Es sind nur noch wenige Basler Kirchen, deren Geläut auch nachts zu hören ist. Jede Viertelstunde schlagen die Glocken des Münsters, der Martinskirche, der Elisabethenkirche, der St.-Jakobskirche und der Clarakirche. Bei der Matthäuskirche dämpft eine technische Vorrichtung den Glockenschlag. Geht es nach dem Willen der 389 Personen, welche die Petition «GlockenNachtruhe – für einen ruhigen Schlaf in Basel» unterzeichnet haben, sollen die Kirchenglocken mehr oder weniger verstummen. Die Petition kommt in zwei Varianten daher. Erster Vorschlag: Zwischen 23 und 7 Uhr dürfen fortan keine Glocken mehr läuten. Zweiter Vorschlag: Im gleichen Zeitraum dürfen keine viertelstündlichen Glockenschläge mehr zu hören sein. Die stündlichen Schläge wären hingegen erlaubt.

Verein pro Münsterplatz ist erzürnt
«Unser Verein ist immer wieder mit der Lärmthematik konfrontiert. Namentlich auf der Pfalz kommt es regelmässig zu teils massiven Störungen der Nachtruhe durch feiernde Menschen mit Lautsprecherboxen», sagt Andreas Lang, Vorstandsmitglied des Vereins pro Münsterplatz. «Als Anwohnerinnen und Anwohner versuchen wir jedoch, dem Bedürfnis der meist jungen Leute nach Freiräumen verständnisvoll zu begegnen.»Obwohl der Verein grundsätzlich einen ruhigen Münsterplatz befürworte, sei ihmbewusst, dass auf dem Münsterplatz nicht nur Boccia-Spiele und Yoga-Kurse stattfinden können. «Zum Münsterplatz gehören auch Veranstaltungen wie Herbstmesse, Fasnacht, Mondfest oder Stadtlauf.» Dass jetzt allerdings stadtweit aufgrund einer Petition nachts die Glockenschläge der Kirchen verboten werden sollen, sei für den Verein Verhältnisblödsinn.

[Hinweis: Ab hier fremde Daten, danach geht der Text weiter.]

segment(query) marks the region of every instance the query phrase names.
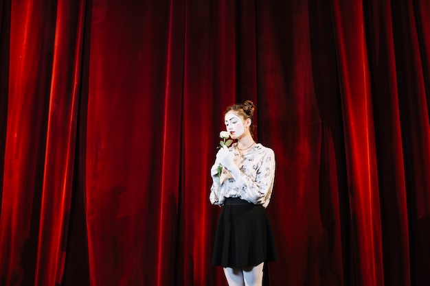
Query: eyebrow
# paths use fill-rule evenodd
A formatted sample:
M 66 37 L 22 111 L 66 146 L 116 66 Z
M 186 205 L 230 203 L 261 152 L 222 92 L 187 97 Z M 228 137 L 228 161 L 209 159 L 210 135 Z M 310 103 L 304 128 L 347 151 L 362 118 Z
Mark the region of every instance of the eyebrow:
M 233 119 L 237 119 L 237 118 L 235 118 L 235 117 L 231 117 L 229 120 L 224 120 L 224 122 L 228 122 L 228 121 L 231 121 Z

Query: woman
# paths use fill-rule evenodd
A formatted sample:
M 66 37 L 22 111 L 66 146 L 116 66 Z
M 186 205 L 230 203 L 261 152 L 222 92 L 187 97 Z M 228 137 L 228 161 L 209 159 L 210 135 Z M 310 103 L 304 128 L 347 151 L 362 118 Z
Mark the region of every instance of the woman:
M 227 108 L 224 123 L 237 141 L 220 149 L 211 169 L 210 202 L 223 207 L 212 264 L 224 267 L 230 286 L 262 285 L 264 263 L 276 259 L 265 211 L 273 187 L 275 154 L 254 141 L 254 110 L 249 100 Z

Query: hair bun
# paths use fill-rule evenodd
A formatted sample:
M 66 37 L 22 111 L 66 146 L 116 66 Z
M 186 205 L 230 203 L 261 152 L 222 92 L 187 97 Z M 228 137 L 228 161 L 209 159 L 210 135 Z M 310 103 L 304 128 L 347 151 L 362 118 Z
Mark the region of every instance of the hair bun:
M 251 100 L 247 100 L 244 102 L 243 111 L 245 111 L 245 113 L 248 115 L 248 116 L 249 116 L 250 117 L 252 117 L 253 116 L 255 109 L 256 106 Z

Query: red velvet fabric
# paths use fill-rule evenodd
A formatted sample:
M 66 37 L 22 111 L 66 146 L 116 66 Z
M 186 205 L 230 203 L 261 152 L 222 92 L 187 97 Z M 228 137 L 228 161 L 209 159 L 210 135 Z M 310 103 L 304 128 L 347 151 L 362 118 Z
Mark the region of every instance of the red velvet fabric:
M 3 0 L 0 285 L 223 285 L 209 169 L 256 105 L 265 285 L 428 285 L 426 0 Z

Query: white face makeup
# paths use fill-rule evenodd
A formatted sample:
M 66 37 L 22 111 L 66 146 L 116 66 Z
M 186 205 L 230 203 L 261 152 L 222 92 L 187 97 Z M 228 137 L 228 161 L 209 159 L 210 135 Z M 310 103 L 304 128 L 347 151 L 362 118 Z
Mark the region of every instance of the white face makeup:
M 243 121 L 234 113 L 227 113 L 224 117 L 224 123 L 227 131 L 230 133 L 230 137 L 233 139 L 236 139 L 245 132 L 245 126 Z

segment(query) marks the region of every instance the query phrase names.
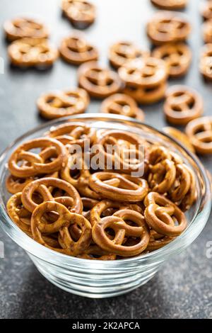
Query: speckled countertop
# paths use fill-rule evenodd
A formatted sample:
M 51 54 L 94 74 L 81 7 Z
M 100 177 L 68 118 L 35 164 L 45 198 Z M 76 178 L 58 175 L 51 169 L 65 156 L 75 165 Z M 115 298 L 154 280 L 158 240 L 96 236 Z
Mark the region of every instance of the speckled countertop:
M 88 39 L 107 62 L 108 46 L 120 40 L 148 46 L 144 26 L 155 11 L 149 0 L 93 0 L 98 6 L 96 23 L 86 30 Z M 18 15 L 30 14 L 49 26 L 56 45 L 73 30 L 61 17 L 60 0 L 13 0 L 0 2 L 0 23 Z M 189 43 L 193 63 L 185 78 L 170 81 L 197 89 L 202 94 L 205 113 L 212 114 L 212 84 L 206 84 L 198 72 L 201 19 L 199 1 L 190 0 L 186 10 L 193 26 Z M 0 56 L 5 60 L 0 74 L 0 148 L 44 120 L 37 115 L 35 101 L 40 94 L 76 84 L 76 68 L 59 60 L 48 71 L 22 72 L 11 68 L 6 57 L 2 29 Z M 89 111 L 97 112 L 100 103 L 92 102 Z M 161 128 L 165 125 L 162 103 L 144 107 L 147 123 Z M 211 157 L 205 165 L 212 171 Z M 122 296 L 92 300 L 61 290 L 36 270 L 24 251 L 2 231 L 5 258 L 0 259 L 0 318 L 208 318 L 212 317 L 212 259 L 206 255 L 206 243 L 212 241 L 212 218 L 199 238 L 182 254 L 164 264 L 145 286 Z

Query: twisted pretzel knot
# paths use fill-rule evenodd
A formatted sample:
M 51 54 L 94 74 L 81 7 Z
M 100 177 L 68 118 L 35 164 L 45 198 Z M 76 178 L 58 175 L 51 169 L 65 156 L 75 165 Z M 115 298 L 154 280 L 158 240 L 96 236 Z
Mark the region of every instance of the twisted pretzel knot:
M 159 234 L 175 237 L 187 227 L 187 219 L 172 201 L 156 192 L 151 192 L 144 200 L 144 211 L 148 226 Z M 177 223 L 177 225 L 175 225 Z
M 40 114 L 47 119 L 83 113 L 89 103 L 84 89 L 55 91 L 42 95 L 37 101 Z
M 154 87 L 167 79 L 165 63 L 160 59 L 146 57 L 127 62 L 119 69 L 121 79 L 127 84 Z
M 148 51 L 139 50 L 130 42 L 119 42 L 112 45 L 109 50 L 109 60 L 114 68 L 123 66 L 133 59 L 149 57 Z
M 54 188 L 62 190 L 65 195 L 63 196 L 59 191 L 56 192 L 55 196 L 53 196 Z M 70 211 L 78 214 L 83 211 L 83 204 L 78 191 L 72 185 L 61 179 L 42 178 L 32 181 L 24 188 L 21 200 L 24 207 L 32 213 L 37 207 L 37 203 L 33 200 L 35 193 L 40 195 L 42 201 L 57 201 L 68 207 Z
M 186 133 L 199 154 L 212 153 L 212 117 L 202 117 L 188 123 Z
M 191 26 L 187 18 L 177 12 L 158 12 L 147 25 L 147 33 L 156 45 L 185 40 Z
M 16 66 L 50 66 L 58 57 L 58 52 L 46 39 L 21 38 L 8 47 L 12 64 Z
M 138 108 L 136 101 L 124 94 L 114 94 L 105 99 L 101 105 L 101 112 L 123 115 L 143 120 L 144 113 Z
M 32 18 L 14 18 L 5 22 L 4 28 L 6 38 L 10 41 L 23 38 L 47 38 L 49 35 L 47 28 Z
M 212 44 L 206 44 L 202 49 L 199 69 L 202 75 L 208 80 L 212 80 L 211 55 Z
M 60 54 L 67 62 L 74 64 L 97 60 L 98 58 L 97 49 L 88 44 L 81 35 L 64 38 L 60 46 Z
M 51 149 L 49 150 L 49 147 Z M 29 152 L 36 148 L 47 148 L 47 152 L 55 158 L 47 160 L 46 154 L 41 155 Z M 27 161 L 19 165 L 20 161 Z M 66 147 L 59 141 L 51 138 L 37 138 L 28 141 L 19 146 L 11 154 L 8 160 L 8 169 L 13 176 L 20 178 L 30 177 L 42 174 L 51 174 L 57 171 L 67 162 Z
M 107 97 L 122 87 L 122 82 L 115 72 L 102 68 L 95 62 L 80 67 L 78 84 L 90 96 L 98 98 Z
M 131 221 L 137 226 L 131 226 L 126 221 Z M 112 229 L 115 233 L 110 239 L 105 230 Z M 122 256 L 132 256 L 143 252 L 149 242 L 150 233 L 143 216 L 138 212 L 124 209 L 118 210 L 112 216 L 102 218 L 92 229 L 95 243 L 105 251 Z M 124 237 L 136 237 L 138 243 L 132 246 L 122 244 Z
M 45 213 L 54 212 L 58 218 L 52 223 L 42 220 Z M 69 227 L 73 224 L 78 225 L 81 230 L 79 239 L 75 242 L 69 232 Z M 83 252 L 91 242 L 91 226 L 83 215 L 71 213 L 64 205 L 57 202 L 47 201 L 39 205 L 33 211 L 31 218 L 31 228 L 34 239 L 39 243 L 56 250 L 72 256 L 77 256 Z M 45 240 L 42 234 L 59 233 L 59 243 L 62 248 L 55 248 L 49 246 Z
M 86 0 L 63 0 L 62 9 L 72 24 L 86 27 L 95 18 L 95 8 Z
M 186 125 L 203 113 L 203 99 L 195 90 L 186 86 L 173 86 L 166 92 L 164 112 L 174 125 Z
M 187 4 L 187 0 L 151 0 L 151 2 L 160 9 L 175 10 L 184 9 Z
M 141 201 L 148 191 L 145 179 L 111 172 L 95 172 L 90 176 L 90 186 L 105 198 L 118 201 Z
M 153 56 L 166 62 L 171 77 L 184 75 L 192 62 L 191 50 L 186 44 L 182 43 L 159 46 L 153 50 Z
M 86 141 L 93 144 L 95 139 L 95 130 L 83 123 L 67 123 L 52 128 L 47 135 L 61 141 L 64 145 L 79 145 L 83 147 Z

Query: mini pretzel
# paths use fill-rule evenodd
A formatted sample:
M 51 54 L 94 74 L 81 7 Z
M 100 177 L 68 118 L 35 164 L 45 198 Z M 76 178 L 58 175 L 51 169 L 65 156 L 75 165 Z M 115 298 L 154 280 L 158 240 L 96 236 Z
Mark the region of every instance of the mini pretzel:
M 52 190 L 49 191 L 49 186 L 62 190 L 65 193 L 64 196 L 61 196 L 59 193 L 59 196 L 57 196 L 56 193 L 56 196 L 53 197 Z M 37 203 L 33 201 L 33 196 L 35 193 L 40 194 L 42 201 L 55 201 L 68 206 L 71 212 L 79 214 L 82 213 L 83 204 L 81 197 L 76 188 L 67 181 L 47 177 L 33 181 L 27 185 L 22 192 L 21 200 L 24 207 L 32 213 L 37 207 Z
M 189 47 L 183 43 L 165 44 L 155 48 L 153 56 L 163 59 L 167 64 L 169 75 L 178 77 L 184 75 L 192 62 Z
M 185 130 L 196 152 L 212 154 L 212 117 L 194 119 Z
M 86 0 L 63 0 L 62 10 L 73 26 L 86 28 L 95 18 L 95 7 Z
M 200 117 L 203 111 L 203 99 L 195 90 L 186 86 L 172 86 L 167 91 L 164 113 L 169 123 L 186 125 Z
M 11 63 L 16 66 L 51 66 L 58 57 L 58 52 L 46 39 L 21 38 L 8 47 Z
M 16 18 L 7 21 L 4 25 L 7 39 L 13 41 L 17 39 L 47 38 L 49 32 L 47 28 L 37 20 L 27 18 Z
M 48 212 L 56 212 L 59 217 L 55 222 L 46 223 L 42 217 Z M 70 225 L 77 224 L 81 229 L 81 235 L 77 242 L 74 242 L 69 233 Z M 91 226 L 83 215 L 71 213 L 65 206 L 57 202 L 45 202 L 39 205 L 34 210 L 31 218 L 31 228 L 35 240 L 41 244 L 59 252 L 76 256 L 83 252 L 91 242 Z M 42 234 L 59 232 L 64 248 L 54 248 L 45 241 Z
M 132 221 L 137 226 L 131 226 L 125 221 Z M 108 238 L 105 230 L 112 229 L 115 232 L 114 239 Z M 102 218 L 92 229 L 93 238 L 102 249 L 122 256 L 136 256 L 143 252 L 149 242 L 148 227 L 143 216 L 131 210 L 121 210 L 112 216 Z M 139 241 L 133 246 L 122 244 L 125 236 L 139 238 Z
M 147 25 L 147 34 L 155 45 L 185 40 L 190 31 L 187 18 L 175 11 L 160 11 Z
M 114 186 L 108 184 L 107 181 L 110 179 L 117 184 Z M 144 179 L 112 172 L 95 172 L 90 176 L 89 183 L 95 192 L 109 199 L 115 197 L 118 201 L 141 201 L 148 191 L 148 184 Z
M 201 74 L 208 80 L 212 80 L 212 43 L 206 44 L 201 52 L 199 70 Z
M 177 141 L 179 141 L 181 145 L 185 146 L 192 152 L 195 152 L 194 148 L 191 144 L 189 137 L 185 133 L 181 132 L 181 130 L 177 130 L 177 128 L 169 126 L 163 128 L 163 130 L 165 133 L 172 137 Z
M 161 9 L 172 11 L 184 9 L 187 0 L 151 0 L 151 2 Z
M 55 149 L 57 157 L 52 161 L 47 163 L 45 163 L 40 156 L 28 152 L 32 149 L 49 147 L 49 146 Z M 30 165 L 18 165 L 18 162 L 23 160 L 29 162 Z M 33 139 L 19 146 L 13 152 L 8 160 L 8 169 L 12 175 L 16 177 L 26 178 L 57 171 L 66 162 L 67 151 L 61 142 L 49 137 L 41 137 Z
M 164 82 L 167 72 L 163 60 L 149 57 L 127 62 L 119 69 L 119 74 L 126 84 L 149 88 Z
M 64 145 L 79 145 L 83 147 L 86 142 L 93 144 L 95 139 L 95 130 L 83 123 L 67 123 L 52 128 L 47 135 L 61 141 Z
M 141 51 L 130 42 L 119 42 L 113 44 L 109 50 L 109 60 L 112 66 L 119 68 L 127 61 L 149 57 L 148 51 Z
M 138 108 L 136 102 L 124 94 L 114 94 L 105 99 L 101 105 L 103 113 L 114 113 L 143 120 L 144 113 Z
M 40 114 L 47 119 L 83 113 L 89 103 L 89 96 L 79 88 L 42 95 L 37 101 Z
M 202 30 L 205 43 L 212 43 L 212 19 L 207 20 L 203 23 Z
M 82 64 L 78 74 L 79 86 L 93 97 L 107 97 L 122 88 L 122 82 L 115 72 L 102 68 L 95 62 Z
M 139 86 L 135 86 L 133 84 L 127 84 L 123 92 L 139 103 L 152 104 L 163 98 L 166 89 L 167 84 L 165 82 L 153 88 L 143 88 Z
M 63 39 L 59 52 L 66 62 L 74 64 L 97 60 L 98 58 L 97 49 L 88 44 L 84 38 L 78 34 Z
M 148 226 L 159 234 L 175 237 L 187 227 L 184 214 L 172 201 L 156 192 L 148 194 L 144 201 L 144 216 Z M 177 222 L 177 225 L 175 225 Z
M 201 15 L 205 20 L 212 18 L 212 1 L 208 0 L 201 4 Z

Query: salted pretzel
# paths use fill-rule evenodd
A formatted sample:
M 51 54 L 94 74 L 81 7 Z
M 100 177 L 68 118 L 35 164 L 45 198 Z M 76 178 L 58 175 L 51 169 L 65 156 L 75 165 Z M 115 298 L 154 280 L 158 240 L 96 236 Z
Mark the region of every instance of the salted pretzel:
M 58 214 L 57 220 L 52 223 L 43 222 L 42 217 L 44 214 L 52 211 Z M 73 224 L 77 224 L 81 229 L 81 237 L 76 242 L 72 239 L 69 230 L 70 225 Z M 71 213 L 64 205 L 57 202 L 47 201 L 39 205 L 32 215 L 31 228 L 35 240 L 54 251 L 72 256 L 83 252 L 91 242 L 89 221 L 81 215 Z M 64 247 L 52 247 L 45 242 L 43 234 L 54 232 L 59 232 Z
M 199 70 L 206 79 L 212 80 L 212 43 L 206 44 L 201 51 Z
M 123 86 L 115 72 L 101 67 L 95 62 L 81 64 L 78 72 L 78 85 L 93 97 L 105 98 L 119 91 Z
M 133 222 L 136 226 L 130 225 L 128 221 Z M 114 230 L 115 235 L 113 239 L 110 239 L 105 232 L 107 228 Z M 93 225 L 92 235 L 101 249 L 122 256 L 141 254 L 148 246 L 150 238 L 149 230 L 143 216 L 127 209 L 118 210 L 112 216 L 102 218 Z M 135 245 L 124 246 L 122 242 L 126 236 L 136 237 L 138 242 Z
M 149 56 L 149 51 L 139 50 L 134 43 L 126 41 L 116 43 L 109 50 L 109 60 L 114 68 L 123 66 L 129 60 Z
M 126 132 L 107 130 L 98 138 L 95 146 L 100 159 L 106 169 L 107 164 L 113 169 L 131 174 L 133 171 L 145 171 L 146 161 L 143 149 L 141 149 L 144 148 L 145 155 L 145 145 L 146 142 L 140 140 L 138 137 Z M 133 150 L 131 149 L 131 146 Z
M 159 234 L 179 236 L 187 227 L 184 214 L 165 196 L 151 192 L 146 197 L 144 204 L 146 207 L 144 211 L 146 221 L 151 228 Z
M 57 50 L 44 38 L 15 40 L 8 46 L 8 54 L 11 63 L 20 67 L 51 66 L 58 57 Z
M 208 0 L 201 4 L 201 13 L 205 20 L 212 18 L 212 1 Z
M 175 162 L 167 149 L 153 147 L 149 154 L 148 183 L 151 191 L 165 193 L 173 184 L 176 176 Z
M 126 115 L 141 121 L 144 119 L 144 113 L 138 108 L 136 102 L 124 94 L 114 94 L 107 97 L 102 103 L 100 111 L 103 113 Z
M 47 38 L 49 35 L 47 28 L 41 22 L 28 18 L 16 18 L 7 21 L 4 24 L 6 38 L 10 41 L 17 39 Z
M 202 31 L 205 43 L 212 43 L 212 19 L 207 20 L 203 23 Z
M 170 126 L 163 128 L 163 130 L 165 134 L 167 134 L 178 141 L 181 145 L 185 146 L 190 152 L 193 153 L 195 152 L 194 148 L 191 144 L 189 137 L 185 133 L 179 130 L 177 130 L 177 128 Z
M 191 26 L 182 13 L 160 11 L 147 24 L 147 34 L 153 44 L 177 43 L 185 40 Z
M 185 130 L 196 152 L 212 154 L 212 117 L 194 119 Z
M 77 88 L 45 94 L 37 99 L 37 106 L 44 118 L 54 119 L 83 113 L 87 108 L 89 101 L 87 92 Z
M 167 120 L 174 125 L 187 125 L 204 112 L 201 96 L 190 87 L 172 86 L 167 89 L 163 106 Z
M 158 46 L 153 50 L 153 57 L 163 59 L 166 62 L 170 77 L 178 77 L 186 74 L 192 62 L 192 52 L 183 43 Z
M 187 0 L 151 0 L 153 5 L 161 9 L 167 9 L 168 11 L 182 9 L 187 4 Z
M 83 62 L 97 60 L 98 52 L 79 34 L 64 38 L 59 47 L 60 55 L 67 62 L 81 64 Z
M 56 192 L 54 195 L 54 188 L 62 190 L 62 191 L 58 193 Z M 32 213 L 37 207 L 37 203 L 33 200 L 35 193 L 40 196 L 42 202 L 57 201 L 68 207 L 69 210 L 73 213 L 78 214 L 82 213 L 83 204 L 78 191 L 72 185 L 62 179 L 42 178 L 32 181 L 23 188 L 21 195 L 23 204 L 28 210 Z
M 121 79 L 126 84 L 151 88 L 167 79 L 165 62 L 160 59 L 146 57 L 130 60 L 119 69 Z
M 115 196 L 117 201 L 141 201 L 148 191 L 145 179 L 112 172 L 95 172 L 90 176 L 89 183 L 95 192 L 108 199 Z
M 47 136 L 57 139 L 64 145 L 78 145 L 83 147 L 86 142 L 92 145 L 95 140 L 95 128 L 83 123 L 66 123 L 52 127 L 46 133 Z
M 152 104 L 164 98 L 166 89 L 167 84 L 165 82 L 162 82 L 151 88 L 143 88 L 139 86 L 127 84 L 123 92 L 139 103 Z
M 47 163 L 39 154 L 30 152 L 30 149 L 49 147 L 55 149 L 56 157 Z M 8 169 L 13 176 L 20 178 L 51 174 L 65 165 L 67 159 L 67 150 L 61 142 L 49 137 L 40 137 L 33 139 L 18 147 L 8 160 Z M 26 161 L 28 164 L 22 163 L 19 165 L 21 161 Z
M 95 18 L 95 7 L 87 0 L 63 0 L 62 10 L 73 26 L 86 28 Z

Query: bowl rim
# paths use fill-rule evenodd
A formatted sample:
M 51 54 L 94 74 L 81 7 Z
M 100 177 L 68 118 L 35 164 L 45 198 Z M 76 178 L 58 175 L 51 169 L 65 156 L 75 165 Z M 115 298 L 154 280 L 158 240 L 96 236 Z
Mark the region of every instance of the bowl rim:
M 33 254 L 34 256 L 38 258 L 38 259 L 42 259 L 47 262 L 52 262 L 51 260 L 47 260 L 47 258 L 48 258 L 48 255 L 51 259 L 52 259 L 52 261 L 55 260 L 55 259 L 57 257 L 59 259 L 58 262 L 60 262 L 61 264 L 61 260 L 66 262 L 66 264 L 76 264 L 76 266 L 78 264 L 79 266 L 83 266 L 85 264 L 90 264 L 92 263 L 92 264 L 95 266 L 102 266 L 102 264 L 104 264 L 104 266 L 105 267 L 112 267 L 114 266 L 119 266 L 119 264 L 122 263 L 123 264 L 127 264 L 127 263 L 131 263 L 134 261 L 146 261 L 146 259 L 151 259 L 153 261 L 154 259 L 161 259 L 161 261 L 164 261 L 164 259 L 163 259 L 163 256 L 165 256 L 165 254 L 167 255 L 170 256 L 171 254 L 173 254 L 175 253 L 175 251 L 178 250 L 179 248 L 179 244 L 181 242 L 183 242 L 183 240 L 184 240 L 185 237 L 187 236 L 188 233 L 190 232 L 190 230 L 192 229 L 192 227 L 194 227 L 194 220 L 197 218 L 200 213 L 201 213 L 201 210 L 200 210 L 201 207 L 203 207 L 205 204 L 205 196 L 211 196 L 211 189 L 210 186 L 210 183 L 208 180 L 208 177 L 206 174 L 206 170 L 201 161 L 199 159 L 199 158 L 192 152 L 188 150 L 187 147 L 182 146 L 182 145 L 178 142 L 177 140 L 175 140 L 173 137 L 170 136 L 169 135 L 163 132 L 163 130 L 159 130 L 155 128 L 153 126 L 151 126 L 150 125 L 146 124 L 140 120 L 138 120 L 137 119 L 131 118 L 130 117 L 126 117 L 124 115 L 113 115 L 113 114 L 110 114 L 110 113 L 82 113 L 79 115 L 74 115 L 72 116 L 66 116 L 66 117 L 62 117 L 60 118 L 57 118 L 51 121 L 48 121 L 47 123 L 45 123 L 43 124 L 41 124 L 38 126 L 36 126 L 35 128 L 33 128 L 33 129 L 27 131 L 22 135 L 19 136 L 18 138 L 16 138 L 15 140 L 13 140 L 10 145 L 8 145 L 5 149 L 3 150 L 3 152 L 1 153 L 0 155 L 0 175 L 2 172 L 2 170 L 4 169 L 4 164 L 3 164 L 3 161 L 4 158 L 6 157 L 6 154 L 9 152 L 10 149 L 13 148 L 13 147 L 29 135 L 35 134 L 36 132 L 42 130 L 42 129 L 48 127 L 50 128 L 51 126 L 54 126 L 56 123 L 58 123 L 59 122 L 63 122 L 63 121 L 66 121 L 66 120 L 73 120 L 76 122 L 80 122 L 81 119 L 82 120 L 102 120 L 103 121 L 104 118 L 105 120 L 110 120 L 111 121 L 127 121 L 131 123 L 131 124 L 137 124 L 140 125 L 144 127 L 146 127 L 151 131 L 154 131 L 155 132 L 159 133 L 160 135 L 163 136 L 165 138 L 167 137 L 168 138 L 171 142 L 172 142 L 177 147 L 178 146 L 184 152 L 186 152 L 187 154 L 189 156 L 190 159 L 194 162 L 195 165 L 197 166 L 199 171 L 200 171 L 201 174 L 202 179 L 204 180 L 204 186 L 206 188 L 205 191 L 205 196 L 203 196 L 201 199 L 200 199 L 200 203 L 199 205 L 199 207 L 196 208 L 196 211 L 195 212 L 195 214 L 190 222 L 190 224 L 188 225 L 187 229 L 181 234 L 179 236 L 176 237 L 175 239 L 174 239 L 172 242 L 169 243 L 168 244 L 165 245 L 163 247 L 161 247 L 160 249 L 158 249 L 157 250 L 155 250 L 152 252 L 148 252 L 145 254 L 141 254 L 141 255 L 137 256 L 133 256 L 131 258 L 127 258 L 127 259 L 122 259 L 122 260 L 112 260 L 112 261 L 103 261 L 103 260 L 93 260 L 93 259 L 83 259 L 83 258 L 78 258 L 75 256 L 68 256 L 66 254 L 64 254 L 59 252 L 57 252 L 53 249 L 49 249 L 47 247 L 44 247 L 43 245 L 40 244 L 40 243 L 37 242 L 30 237 L 28 237 L 25 232 L 23 232 L 15 223 L 13 222 L 11 219 L 9 218 L 6 206 L 4 205 L 4 203 L 1 198 L 1 191 L 0 191 L 0 213 L 1 213 L 1 219 L 0 220 L 0 226 L 1 228 L 6 232 L 10 238 L 11 238 L 15 242 L 16 242 L 19 246 L 20 246 L 23 249 L 24 249 L 27 252 L 29 252 L 30 254 Z M 204 227 L 205 225 L 206 224 L 208 221 L 208 218 L 210 214 L 211 208 L 211 201 L 208 201 L 207 203 L 209 205 L 208 208 L 209 209 L 208 210 L 208 213 L 207 213 L 207 217 L 206 218 L 206 221 L 204 223 L 203 223 L 203 227 L 202 229 Z M 4 219 L 4 222 L 2 221 L 2 218 Z M 6 222 L 6 223 L 5 223 Z M 201 230 L 202 230 L 201 229 Z M 201 230 L 200 232 L 201 232 Z M 12 232 L 11 232 L 11 230 L 12 230 Z M 199 234 L 200 233 L 199 232 Z M 11 235 L 13 234 L 13 235 Z M 199 235 L 199 234 L 193 239 L 192 239 L 192 242 L 190 242 L 187 245 L 191 244 Z M 13 235 L 15 235 L 15 237 Z M 18 242 L 17 239 L 20 237 L 20 239 L 22 238 L 21 242 Z M 27 246 L 28 245 L 28 246 Z M 186 245 L 186 246 L 187 246 Z M 186 247 L 186 246 L 184 247 Z M 37 254 L 36 254 L 37 252 Z M 42 254 L 42 255 L 37 255 L 37 253 Z M 44 255 L 42 255 L 44 254 Z M 45 255 L 46 254 L 46 255 Z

Glockenschläge gehören zur Stadt
In seinem Schreiben an Regierungsrat Kaspar Sutter, Vorsteher des Departements für Wirtschaft, Soziales und Umwelt WSU, drückt der Verein sein Befremden aus, dass die Mehrheit des Grossen Rates damit einverstanden ist, auf dem gesamten Kantonsgebiet ein Verbot des nächtlichen Glockengeläuts einzuführen. Die Petition 429 betreffend «GlockenNachtruhe – für einen ruhigen Schlaf in Basel» gaukle vor, dass damit die Stadt zum ruhigen Dort mutieren würde. «Im Vergleich zu gewissen Pfalz-Partys am Wochenende ist der nächtliche Glockenschlag vernachlässigbar», bemerkt Lang. Irritierend sei, dass gerade jener Teil der Gesellschaft, der Lärmtoleranz einfordert, nun ausgerechnet die Kirchenglocken ins Visier nimmt. Es gebe Menschen – durchaus unabhängig von ihrer konfessionellen Ausrichtung –, welche die nächtlichen Stundenschläge der Basler Kirchen als beruhigend, sanft und stimmungsvoll empfinden. «Auch Glockenschläge gehören zu einer vielstimmigen, multikulturellen Stadt», ist Andreas Lang überzeugt.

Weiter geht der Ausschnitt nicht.